How to shutdown a Kubernetes cluster (Rancher Kubernetes Engine (RKE) CLI provisioned or Rancher v2.x Custom clusters)
This document (000020031) is provided subject to the disclaimer at the end of this document.
Situation
Task
This article provides instructions for safely shutting down a Kubernetes cluster provisioned via the Rancher Kubernetes Engine (RKE) CLI or a Rancher v2.x provisioned Custom Cluster.
Requirements
- A Kubernetes cluster launched with the RKE CLI or from Rancher 2.x as a Custom Cluster
Background
If you have a need to shut down the infrastructure running a Kubernetes cluster (datacenter maintenance, migration, etc.) this guide will provide steps in the proper order to ensure a safe cluster shutdown.
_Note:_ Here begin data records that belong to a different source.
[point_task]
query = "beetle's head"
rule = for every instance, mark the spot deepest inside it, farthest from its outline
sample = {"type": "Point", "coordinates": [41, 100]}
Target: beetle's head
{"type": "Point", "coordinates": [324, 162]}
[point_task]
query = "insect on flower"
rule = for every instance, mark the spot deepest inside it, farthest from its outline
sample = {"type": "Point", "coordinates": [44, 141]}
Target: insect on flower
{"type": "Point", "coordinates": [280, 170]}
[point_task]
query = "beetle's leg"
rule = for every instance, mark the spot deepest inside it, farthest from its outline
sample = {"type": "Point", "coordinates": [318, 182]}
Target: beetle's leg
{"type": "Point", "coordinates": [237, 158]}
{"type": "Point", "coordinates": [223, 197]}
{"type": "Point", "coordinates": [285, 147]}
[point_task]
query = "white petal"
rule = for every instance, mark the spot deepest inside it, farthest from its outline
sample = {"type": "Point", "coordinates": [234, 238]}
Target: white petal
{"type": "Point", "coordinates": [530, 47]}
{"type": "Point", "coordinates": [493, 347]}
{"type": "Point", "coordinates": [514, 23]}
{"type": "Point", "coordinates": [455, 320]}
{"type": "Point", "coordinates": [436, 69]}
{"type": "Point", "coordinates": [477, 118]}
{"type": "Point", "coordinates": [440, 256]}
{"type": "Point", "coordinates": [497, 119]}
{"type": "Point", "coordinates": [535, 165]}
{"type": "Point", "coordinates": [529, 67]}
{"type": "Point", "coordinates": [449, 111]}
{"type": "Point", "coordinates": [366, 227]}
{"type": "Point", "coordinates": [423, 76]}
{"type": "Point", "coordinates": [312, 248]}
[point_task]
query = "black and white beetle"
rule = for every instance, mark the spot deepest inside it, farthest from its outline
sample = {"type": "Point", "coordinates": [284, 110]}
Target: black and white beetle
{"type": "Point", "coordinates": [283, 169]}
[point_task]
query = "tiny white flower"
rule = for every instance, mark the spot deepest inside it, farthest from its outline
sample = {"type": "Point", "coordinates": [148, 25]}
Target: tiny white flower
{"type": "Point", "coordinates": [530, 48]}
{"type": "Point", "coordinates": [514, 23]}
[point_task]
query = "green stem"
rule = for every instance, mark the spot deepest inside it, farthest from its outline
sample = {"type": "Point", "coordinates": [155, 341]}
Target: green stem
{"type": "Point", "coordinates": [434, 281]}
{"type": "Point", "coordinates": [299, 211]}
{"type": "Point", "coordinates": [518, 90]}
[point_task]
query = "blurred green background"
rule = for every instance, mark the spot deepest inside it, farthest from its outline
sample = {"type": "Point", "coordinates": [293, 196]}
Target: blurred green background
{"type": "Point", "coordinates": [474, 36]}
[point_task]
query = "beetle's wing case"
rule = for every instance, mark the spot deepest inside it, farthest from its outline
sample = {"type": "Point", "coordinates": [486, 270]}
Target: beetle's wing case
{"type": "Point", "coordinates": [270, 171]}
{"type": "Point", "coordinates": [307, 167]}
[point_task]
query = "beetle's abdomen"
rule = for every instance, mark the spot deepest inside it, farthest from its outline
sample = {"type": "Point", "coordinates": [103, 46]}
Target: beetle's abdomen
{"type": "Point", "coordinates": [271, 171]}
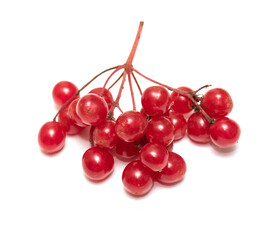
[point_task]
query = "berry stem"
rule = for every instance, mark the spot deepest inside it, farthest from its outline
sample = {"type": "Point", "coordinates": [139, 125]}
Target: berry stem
{"type": "Point", "coordinates": [131, 89]}
{"type": "Point", "coordinates": [134, 48]}
{"type": "Point", "coordinates": [115, 82]}
{"type": "Point", "coordinates": [186, 94]}
{"type": "Point", "coordinates": [206, 86]}
{"type": "Point", "coordinates": [78, 92]}
{"type": "Point", "coordinates": [116, 102]}
{"type": "Point", "coordinates": [116, 70]}
{"type": "Point", "coordinates": [136, 82]}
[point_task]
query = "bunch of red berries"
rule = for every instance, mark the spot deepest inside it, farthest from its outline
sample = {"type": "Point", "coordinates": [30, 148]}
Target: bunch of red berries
{"type": "Point", "coordinates": [143, 138]}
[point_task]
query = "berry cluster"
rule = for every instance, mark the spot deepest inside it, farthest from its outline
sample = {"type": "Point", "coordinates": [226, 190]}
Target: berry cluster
{"type": "Point", "coordinates": [142, 138]}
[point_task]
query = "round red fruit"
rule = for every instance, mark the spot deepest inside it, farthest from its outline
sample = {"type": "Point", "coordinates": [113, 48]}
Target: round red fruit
{"type": "Point", "coordinates": [136, 179]}
{"type": "Point", "coordinates": [105, 94]}
{"type": "Point", "coordinates": [63, 91]}
{"type": "Point", "coordinates": [92, 109]}
{"type": "Point", "coordinates": [155, 100]}
{"type": "Point", "coordinates": [154, 156]}
{"type": "Point", "coordinates": [174, 170]}
{"type": "Point", "coordinates": [225, 132]}
{"type": "Point", "coordinates": [69, 126]}
{"type": "Point", "coordinates": [51, 137]}
{"type": "Point", "coordinates": [179, 123]}
{"type": "Point", "coordinates": [73, 114]}
{"type": "Point", "coordinates": [198, 128]}
{"type": "Point", "coordinates": [217, 103]}
{"type": "Point", "coordinates": [97, 163]}
{"type": "Point", "coordinates": [104, 134]}
{"type": "Point", "coordinates": [131, 125]}
{"type": "Point", "coordinates": [160, 130]}
{"type": "Point", "coordinates": [180, 103]}
{"type": "Point", "coordinates": [126, 150]}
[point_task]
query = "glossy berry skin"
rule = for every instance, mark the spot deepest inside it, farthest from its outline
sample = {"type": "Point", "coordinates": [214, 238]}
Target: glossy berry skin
{"type": "Point", "coordinates": [73, 114]}
{"type": "Point", "coordinates": [198, 128]}
{"type": "Point", "coordinates": [179, 123]}
{"type": "Point", "coordinates": [126, 150]}
{"type": "Point", "coordinates": [63, 91]}
{"type": "Point", "coordinates": [180, 103]}
{"type": "Point", "coordinates": [51, 137]}
{"type": "Point", "coordinates": [69, 126]}
{"type": "Point", "coordinates": [104, 134]}
{"type": "Point", "coordinates": [92, 109]}
{"type": "Point", "coordinates": [155, 100]}
{"type": "Point", "coordinates": [131, 125]}
{"type": "Point", "coordinates": [225, 132]}
{"type": "Point", "coordinates": [160, 130]}
{"type": "Point", "coordinates": [154, 156]}
{"type": "Point", "coordinates": [136, 179]}
{"type": "Point", "coordinates": [174, 170]}
{"type": "Point", "coordinates": [107, 96]}
{"type": "Point", "coordinates": [97, 163]}
{"type": "Point", "coordinates": [217, 103]}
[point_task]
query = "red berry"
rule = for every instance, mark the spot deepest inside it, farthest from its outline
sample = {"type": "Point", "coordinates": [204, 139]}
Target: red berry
{"type": "Point", "coordinates": [97, 163]}
{"type": "Point", "coordinates": [225, 132]}
{"type": "Point", "coordinates": [160, 130]}
{"type": "Point", "coordinates": [92, 109]}
{"type": "Point", "coordinates": [174, 171]}
{"type": "Point", "coordinates": [73, 114]}
{"type": "Point", "coordinates": [51, 137]}
{"type": "Point", "coordinates": [179, 123]}
{"type": "Point", "coordinates": [107, 96]}
{"type": "Point", "coordinates": [217, 103]}
{"type": "Point", "coordinates": [131, 125]}
{"type": "Point", "coordinates": [126, 150]}
{"type": "Point", "coordinates": [180, 103]}
{"type": "Point", "coordinates": [104, 134]}
{"type": "Point", "coordinates": [155, 100]}
{"type": "Point", "coordinates": [198, 128]}
{"type": "Point", "coordinates": [136, 179]}
{"type": "Point", "coordinates": [69, 126]}
{"type": "Point", "coordinates": [63, 91]}
{"type": "Point", "coordinates": [154, 156]}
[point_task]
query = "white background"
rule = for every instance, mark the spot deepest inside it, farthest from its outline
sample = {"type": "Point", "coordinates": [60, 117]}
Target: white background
{"type": "Point", "coordinates": [225, 195]}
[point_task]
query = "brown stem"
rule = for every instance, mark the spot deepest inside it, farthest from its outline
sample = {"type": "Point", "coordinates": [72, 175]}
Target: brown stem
{"type": "Point", "coordinates": [131, 90]}
{"type": "Point", "coordinates": [134, 48]}
{"type": "Point", "coordinates": [115, 82]}
{"type": "Point", "coordinates": [206, 86]}
{"type": "Point", "coordinates": [116, 102]}
{"type": "Point", "coordinates": [78, 92]}
{"type": "Point", "coordinates": [184, 93]}
{"type": "Point", "coordinates": [134, 77]}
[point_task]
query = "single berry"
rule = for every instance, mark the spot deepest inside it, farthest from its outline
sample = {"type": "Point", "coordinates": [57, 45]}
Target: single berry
{"type": "Point", "coordinates": [126, 150]}
{"type": "Point", "coordinates": [198, 128]}
{"type": "Point", "coordinates": [174, 170]}
{"type": "Point", "coordinates": [131, 125]}
{"type": "Point", "coordinates": [160, 130]}
{"type": "Point", "coordinates": [179, 123]}
{"type": "Point", "coordinates": [104, 134]}
{"type": "Point", "coordinates": [92, 109]}
{"type": "Point", "coordinates": [51, 137]}
{"type": "Point", "coordinates": [105, 94]}
{"type": "Point", "coordinates": [69, 126]}
{"type": "Point", "coordinates": [180, 103]}
{"type": "Point", "coordinates": [154, 156]}
{"type": "Point", "coordinates": [63, 91]}
{"type": "Point", "coordinates": [97, 163]}
{"type": "Point", "coordinates": [225, 132]}
{"type": "Point", "coordinates": [136, 179]}
{"type": "Point", "coordinates": [155, 100]}
{"type": "Point", "coordinates": [217, 103]}
{"type": "Point", "coordinates": [73, 114]}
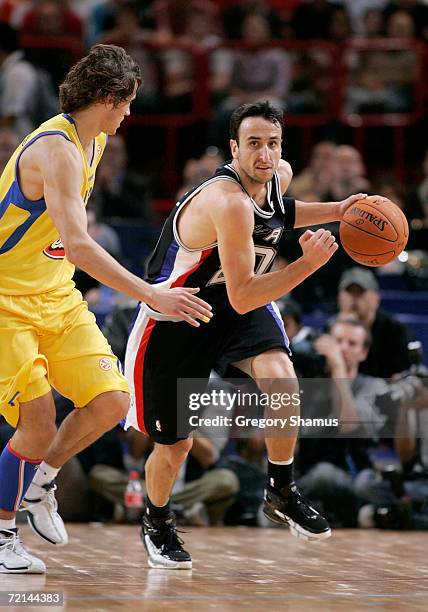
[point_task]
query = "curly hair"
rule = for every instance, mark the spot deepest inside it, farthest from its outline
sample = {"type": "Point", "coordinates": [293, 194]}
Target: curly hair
{"type": "Point", "coordinates": [107, 71]}
{"type": "Point", "coordinates": [258, 109]}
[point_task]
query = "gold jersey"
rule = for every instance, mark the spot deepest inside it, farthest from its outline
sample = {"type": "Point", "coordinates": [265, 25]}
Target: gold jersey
{"type": "Point", "coordinates": [32, 257]}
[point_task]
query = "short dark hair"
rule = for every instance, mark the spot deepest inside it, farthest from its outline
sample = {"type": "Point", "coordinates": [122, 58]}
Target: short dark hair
{"type": "Point", "coordinates": [8, 38]}
{"type": "Point", "coordinates": [107, 70]}
{"type": "Point", "coordinates": [355, 323]}
{"type": "Point", "coordinates": [258, 109]}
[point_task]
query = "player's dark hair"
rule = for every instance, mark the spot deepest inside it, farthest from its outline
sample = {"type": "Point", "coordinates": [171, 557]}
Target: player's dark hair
{"type": "Point", "coordinates": [258, 109]}
{"type": "Point", "coordinates": [107, 71]}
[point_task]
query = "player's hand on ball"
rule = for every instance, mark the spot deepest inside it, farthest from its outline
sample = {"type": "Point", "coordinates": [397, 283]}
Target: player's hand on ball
{"type": "Point", "coordinates": [345, 204]}
{"type": "Point", "coordinates": [317, 247]}
{"type": "Point", "coordinates": [181, 302]}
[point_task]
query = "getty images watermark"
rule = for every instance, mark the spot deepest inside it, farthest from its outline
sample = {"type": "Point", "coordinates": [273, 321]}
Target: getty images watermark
{"type": "Point", "coordinates": [279, 407]}
{"type": "Point", "coordinates": [235, 400]}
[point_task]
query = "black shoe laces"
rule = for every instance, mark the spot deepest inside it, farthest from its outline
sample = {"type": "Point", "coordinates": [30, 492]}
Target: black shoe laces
{"type": "Point", "coordinates": [172, 540]}
{"type": "Point", "coordinates": [305, 504]}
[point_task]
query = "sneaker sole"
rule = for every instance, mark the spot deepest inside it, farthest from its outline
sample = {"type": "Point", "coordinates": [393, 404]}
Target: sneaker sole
{"type": "Point", "coordinates": [296, 530]}
{"type": "Point", "coordinates": [161, 562]}
{"type": "Point", "coordinates": [31, 523]}
{"type": "Point", "coordinates": [21, 570]}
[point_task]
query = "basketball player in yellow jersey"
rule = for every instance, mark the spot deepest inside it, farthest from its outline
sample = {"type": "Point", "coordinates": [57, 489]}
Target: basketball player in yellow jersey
{"type": "Point", "coordinates": [47, 335]}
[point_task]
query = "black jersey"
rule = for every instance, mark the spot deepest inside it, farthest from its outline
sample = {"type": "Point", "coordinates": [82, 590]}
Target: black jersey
{"type": "Point", "coordinates": [176, 265]}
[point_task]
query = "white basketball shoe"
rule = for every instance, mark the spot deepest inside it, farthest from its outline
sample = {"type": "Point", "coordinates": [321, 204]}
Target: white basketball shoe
{"type": "Point", "coordinates": [43, 516]}
{"type": "Point", "coordinates": [14, 558]}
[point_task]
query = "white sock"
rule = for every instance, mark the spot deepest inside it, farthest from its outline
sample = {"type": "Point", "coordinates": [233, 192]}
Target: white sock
{"type": "Point", "coordinates": [288, 462]}
{"type": "Point", "coordinates": [7, 523]}
{"type": "Point", "coordinates": [45, 474]}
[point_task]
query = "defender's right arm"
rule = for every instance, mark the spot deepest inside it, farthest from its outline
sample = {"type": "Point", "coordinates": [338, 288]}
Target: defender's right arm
{"type": "Point", "coordinates": [233, 217]}
{"type": "Point", "coordinates": [60, 166]}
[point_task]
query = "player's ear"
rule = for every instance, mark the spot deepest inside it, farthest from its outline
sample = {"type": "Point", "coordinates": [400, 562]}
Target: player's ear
{"type": "Point", "coordinates": [109, 102]}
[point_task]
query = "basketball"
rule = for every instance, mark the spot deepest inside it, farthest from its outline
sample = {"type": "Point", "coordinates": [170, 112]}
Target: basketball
{"type": "Point", "coordinates": [374, 231]}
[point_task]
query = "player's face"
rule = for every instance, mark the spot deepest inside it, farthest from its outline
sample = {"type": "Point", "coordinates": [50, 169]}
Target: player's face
{"type": "Point", "coordinates": [118, 113]}
{"type": "Point", "coordinates": [351, 343]}
{"type": "Point", "coordinates": [259, 149]}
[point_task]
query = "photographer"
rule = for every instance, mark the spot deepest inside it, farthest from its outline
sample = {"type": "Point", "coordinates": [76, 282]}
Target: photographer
{"type": "Point", "coordinates": [329, 467]}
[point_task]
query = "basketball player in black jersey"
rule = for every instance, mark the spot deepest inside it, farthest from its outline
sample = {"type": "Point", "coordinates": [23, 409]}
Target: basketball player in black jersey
{"type": "Point", "coordinates": [222, 237]}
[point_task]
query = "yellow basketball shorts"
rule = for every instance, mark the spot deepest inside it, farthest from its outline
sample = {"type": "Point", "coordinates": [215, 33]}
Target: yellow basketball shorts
{"type": "Point", "coordinates": [52, 340]}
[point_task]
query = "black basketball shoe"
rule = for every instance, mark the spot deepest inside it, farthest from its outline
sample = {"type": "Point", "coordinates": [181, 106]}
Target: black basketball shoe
{"type": "Point", "coordinates": [163, 545]}
{"type": "Point", "coordinates": [289, 507]}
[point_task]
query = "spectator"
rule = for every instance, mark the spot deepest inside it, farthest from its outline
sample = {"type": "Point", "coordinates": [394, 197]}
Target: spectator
{"type": "Point", "coordinates": [9, 140]}
{"type": "Point", "coordinates": [317, 176]}
{"type": "Point", "coordinates": [349, 175]}
{"type": "Point", "coordinates": [235, 15]}
{"type": "Point", "coordinates": [127, 32]}
{"type": "Point", "coordinates": [340, 26]}
{"type": "Point", "coordinates": [26, 93]}
{"type": "Point", "coordinates": [359, 10]}
{"type": "Point", "coordinates": [373, 24]}
{"type": "Point", "coordinates": [359, 297]}
{"type": "Point", "coordinates": [102, 18]}
{"type": "Point", "coordinates": [255, 74]}
{"type": "Point", "coordinates": [370, 92]}
{"type": "Point", "coordinates": [313, 19]}
{"type": "Point", "coordinates": [329, 467]}
{"type": "Point", "coordinates": [52, 18]}
{"type": "Point", "coordinates": [14, 11]}
{"type": "Point", "coordinates": [417, 10]}
{"type": "Point", "coordinates": [203, 490]}
{"type": "Point", "coordinates": [118, 190]}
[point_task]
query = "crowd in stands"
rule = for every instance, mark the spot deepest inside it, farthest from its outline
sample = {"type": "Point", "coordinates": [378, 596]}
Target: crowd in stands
{"type": "Point", "coordinates": [374, 472]}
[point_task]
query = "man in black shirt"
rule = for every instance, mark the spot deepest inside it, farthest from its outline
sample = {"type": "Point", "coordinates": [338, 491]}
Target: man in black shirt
{"type": "Point", "coordinates": [359, 296]}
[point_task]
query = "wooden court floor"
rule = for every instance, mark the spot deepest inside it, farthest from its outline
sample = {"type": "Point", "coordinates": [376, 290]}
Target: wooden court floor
{"type": "Point", "coordinates": [104, 568]}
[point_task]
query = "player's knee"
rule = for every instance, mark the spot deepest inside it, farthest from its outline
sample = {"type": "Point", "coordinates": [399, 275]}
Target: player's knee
{"type": "Point", "coordinates": [177, 453]}
{"type": "Point", "coordinates": [111, 409]}
{"type": "Point", "coordinates": [42, 430]}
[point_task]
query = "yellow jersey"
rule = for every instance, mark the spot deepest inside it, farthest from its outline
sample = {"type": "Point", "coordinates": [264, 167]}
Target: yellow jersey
{"type": "Point", "coordinates": [32, 257]}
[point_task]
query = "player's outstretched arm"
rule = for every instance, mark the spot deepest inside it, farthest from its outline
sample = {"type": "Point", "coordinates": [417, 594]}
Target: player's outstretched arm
{"type": "Point", "coordinates": [60, 165]}
{"type": "Point", "coordinates": [315, 213]}
{"type": "Point", "coordinates": [233, 219]}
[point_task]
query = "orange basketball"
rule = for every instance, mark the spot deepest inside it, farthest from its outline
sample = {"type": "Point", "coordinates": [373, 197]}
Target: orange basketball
{"type": "Point", "coordinates": [374, 231]}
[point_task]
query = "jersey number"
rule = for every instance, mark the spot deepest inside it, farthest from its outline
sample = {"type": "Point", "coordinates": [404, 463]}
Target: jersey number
{"type": "Point", "coordinates": [264, 258]}
{"type": "Point", "coordinates": [16, 236]}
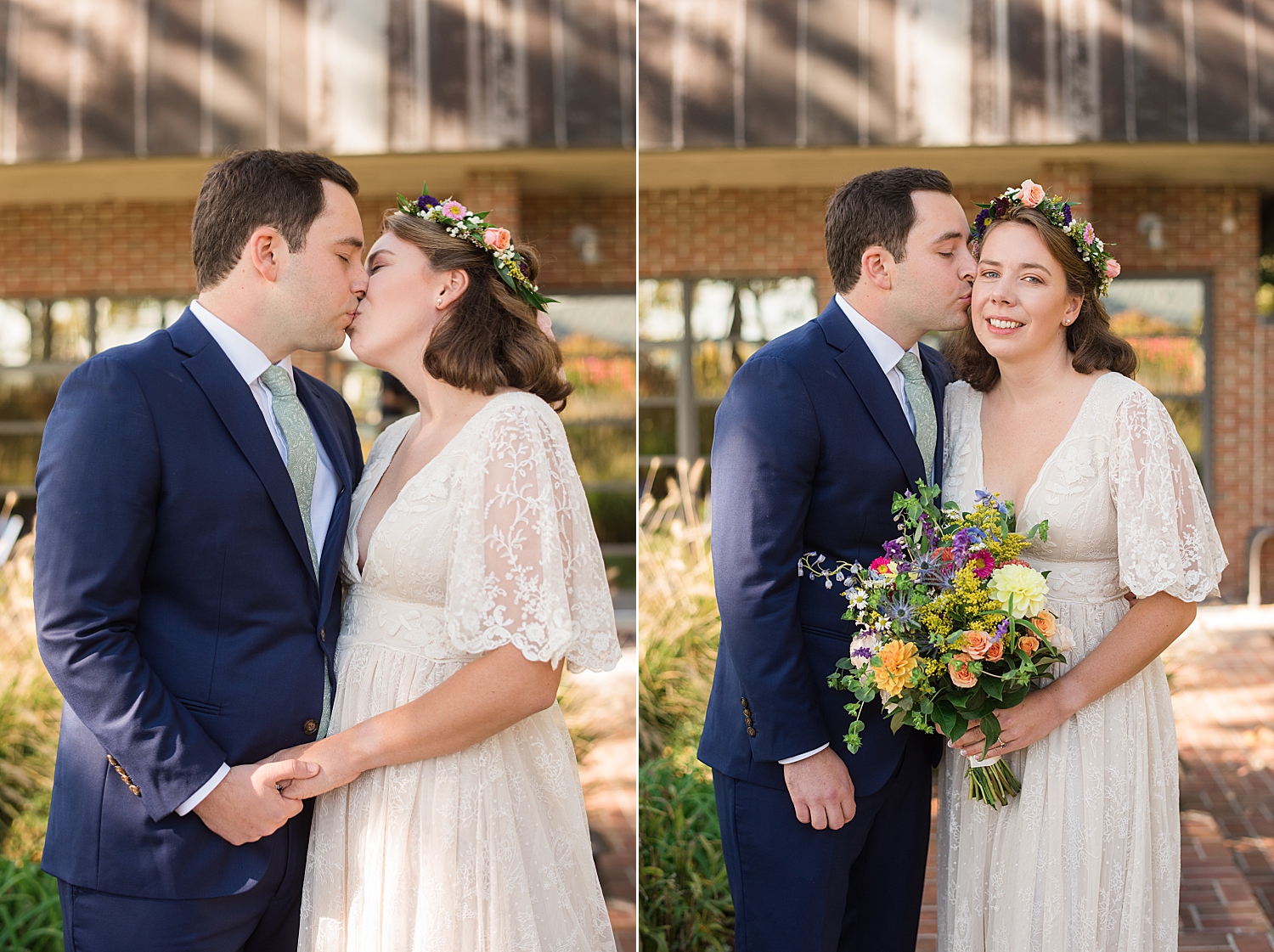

This guide has command examples for RKE-deployed clusters but the order of operations and the process is similar for most Kubernetes distributions.
Please ensure you complete an etcd backup before continuing this process. A guide regarding the backup and restore process can be found here.
Solution
N.B. If you have nodes that share worker, control plane, or etcd roles, postpone the
docker stop
and shutdown operations until worker or control plane containers have been stopped.
Draining nodes.
For all nodes, prior to stopping the containers, run:
kubectl get nodes
To identify the desired node, then run:
kubectl drain <node name>
This will safely evict any pods, and you can proceed with the following steps to a shutdown.
Shutting down the workers nodes
For each worker node:
- ssh into the worker node
- stop kubelet and kube-proxy by running
sudo docker stop kubelet kube-proxy
- stop docker by running
sudo service docker stop
orsudo systemctl stop docker
- shutdown the system
sudo shutdown now
Shutting down the control plane nodes
For each control plane node:
- ssh into the control plane node
- stop kubelet and kube-proxy by running
sudo docker stop kubelet kube-proxy
- stop kube-scheduler and kube-controller-manager by running
sudo docker stop kube-scheduler kube-controller-manager
- stop kube-apiserver by running
sudo docker stop kube-apiserver
- stop docker by running
sudo service docker stop
orsudo systemctl stop docker
- shutdown the system
sudo shutdown now
Shutting down the etcd nodes
For each etcd node:
- ssh into the etcd node
- stop kubelet and kube-proxy by running
sudo docker stop kubelet kube-proxy
- stop etcd by running
sudo docker stop etcd
- stop docker by running
sudo service docker stop
orsudo systemctl stop docker
- shutdown the system
sudo shutdown now
Shutting down storage
Shut down any persistent storage devices that you might have in your datacenter (such as NAS storage devices) if applicable. It iss important that you do this after shutting everything else down to prevent data loss/corruption for containers requiring persistency.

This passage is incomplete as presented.